Due in Section on Friday, March 11, 2016

Part 1 of the homeworks must be completed before section and brought to section. Please refer to the homework turnin instructions.

  1. In a 32-bit machine we subdivide the virtual address into 4 segments as follows:
     
    10-bit
    8-bit
    6-bit
    8 bit
    We use a 3-level page table, such that the first 10-bits are for the first level and so on.
    1. What is the page size in such a system?
    2. What is the size of a page table for a process that has 256K of memory starting at address 0?

  2. In class, we discussed that paging may increase internal fragmentation. What is internal fragmentation? What steps could you take to reduce it?
  3. Consider a paging system with 16 pages and a page size of 256 bytes. The system has 1024 bytes of physical memory.
    1. How many bits are in a physical address?
    2. How many bits represent the page number?
    3. How many bits are in the complete virtual address?
    4. What size are the page frames?
  4. Sam P. Hacker is a Head Guru in a software company known for operating systems with very sorry quality. Hacker suggested a trick to reduce the pressure on the swap space. Instead of swapping out pages that belong to code texts into the swap area, the operating system could just take away the memory frames. If the code page is needed later, it could be paged directly from its binary file. Hacker's argument is that the operating system will save time by not storing the code page into the swap space, and will save space in the swap area. The code text exists on disk anyway, and could be fetched from there. Would you approve of this design? Why or why not?

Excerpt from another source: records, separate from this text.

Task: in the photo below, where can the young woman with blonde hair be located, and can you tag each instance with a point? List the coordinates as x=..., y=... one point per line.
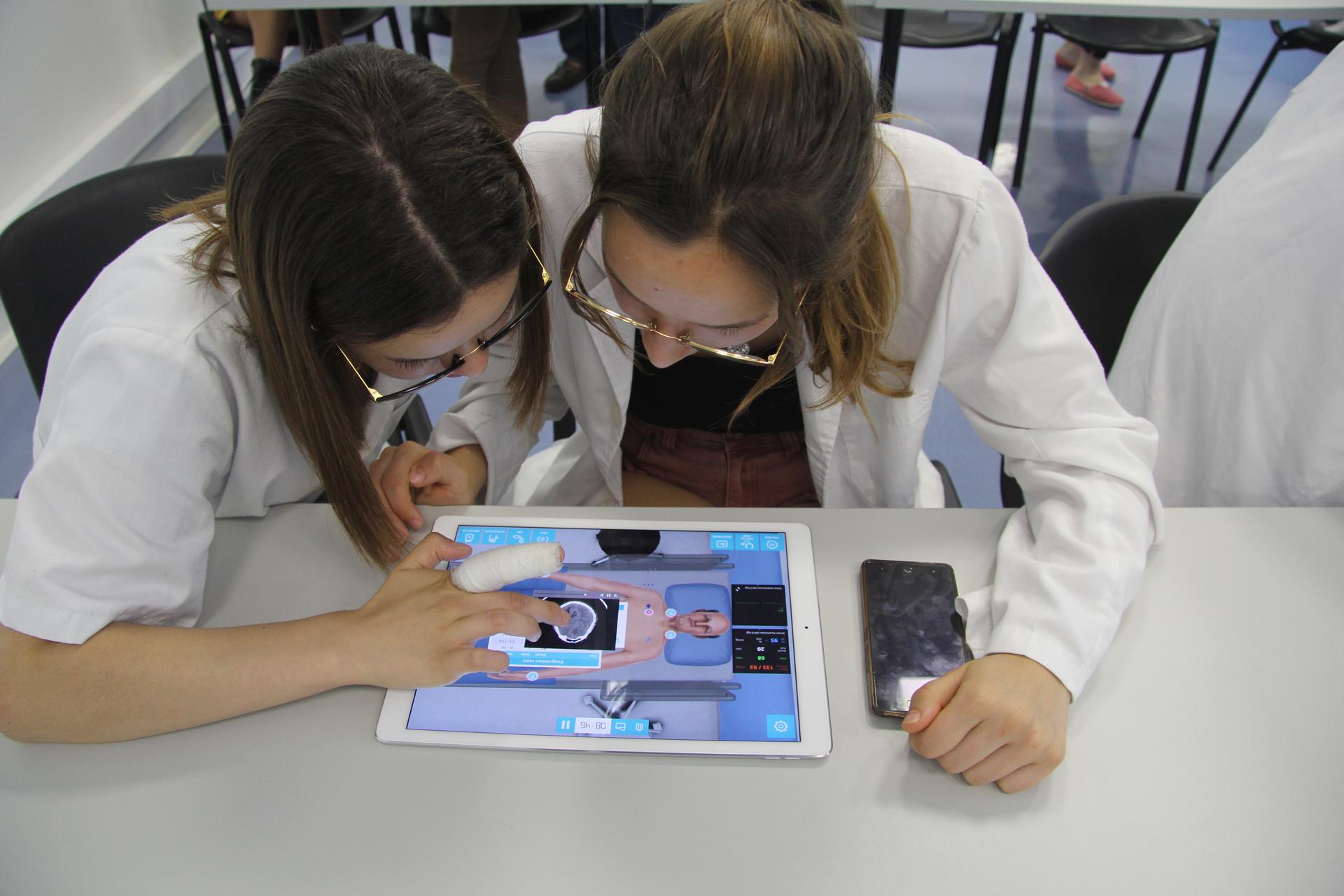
x=762, y=290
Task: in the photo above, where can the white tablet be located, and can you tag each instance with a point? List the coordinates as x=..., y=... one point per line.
x=685, y=638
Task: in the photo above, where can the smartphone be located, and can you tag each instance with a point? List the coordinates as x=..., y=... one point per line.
x=913, y=630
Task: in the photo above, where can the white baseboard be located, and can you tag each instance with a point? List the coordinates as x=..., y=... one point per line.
x=8, y=344
x=176, y=109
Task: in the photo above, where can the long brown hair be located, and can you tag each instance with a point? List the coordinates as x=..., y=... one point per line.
x=366, y=194
x=753, y=121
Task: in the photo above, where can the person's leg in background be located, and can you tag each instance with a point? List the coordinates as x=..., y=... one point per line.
x=486, y=58
x=628, y=22
x=571, y=69
x=1091, y=77
x=270, y=29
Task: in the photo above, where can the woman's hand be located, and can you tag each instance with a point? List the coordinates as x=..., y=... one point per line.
x=996, y=719
x=409, y=473
x=419, y=630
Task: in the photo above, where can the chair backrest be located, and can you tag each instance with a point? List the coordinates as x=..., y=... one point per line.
x=1101, y=260
x=52, y=253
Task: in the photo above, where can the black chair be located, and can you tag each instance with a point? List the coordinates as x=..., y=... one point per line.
x=1312, y=36
x=937, y=31
x=52, y=253
x=1102, y=288
x=1166, y=36
x=220, y=38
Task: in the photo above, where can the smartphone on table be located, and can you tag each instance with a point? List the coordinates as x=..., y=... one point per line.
x=913, y=630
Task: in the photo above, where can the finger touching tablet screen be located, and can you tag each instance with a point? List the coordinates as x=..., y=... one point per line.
x=682, y=637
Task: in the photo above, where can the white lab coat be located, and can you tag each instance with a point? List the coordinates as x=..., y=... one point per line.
x=977, y=315
x=1234, y=349
x=155, y=421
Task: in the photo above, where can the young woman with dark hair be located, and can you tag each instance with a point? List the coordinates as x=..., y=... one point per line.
x=764, y=288
x=375, y=232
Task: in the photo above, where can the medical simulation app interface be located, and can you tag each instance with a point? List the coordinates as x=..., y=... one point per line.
x=678, y=636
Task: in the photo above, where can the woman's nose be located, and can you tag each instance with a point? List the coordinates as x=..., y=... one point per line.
x=664, y=351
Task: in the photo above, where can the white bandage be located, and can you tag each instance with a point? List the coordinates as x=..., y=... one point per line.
x=492, y=570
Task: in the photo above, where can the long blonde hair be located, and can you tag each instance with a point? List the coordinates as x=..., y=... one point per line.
x=753, y=121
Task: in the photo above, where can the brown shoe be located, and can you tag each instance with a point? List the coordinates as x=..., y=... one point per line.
x=569, y=73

  5. Belady's anomaly: Intuitively, it seems that the more frames the memory has, the fewer page faults a program will get. Surprisingly enough, this is not always true. Belady (1969) discovered an example in which FIFO page replacement causes more faults with four page frames than with three. This strange situation has become known as Belady's anomaly. To illustrate, a program with five virtual pages numbered from 0 to 4 references its pages in the order:
    0 1 2 3 0 1 4 0 1 2 3 4
    1. Using FIFO replacement and assuming demand paging, compute the number of page faults with 3 frames. Repeat for 4 frames.
    2. Compute the number of page faults under LRU, the clock algorithm, and the optimal algorithm. What do you notice?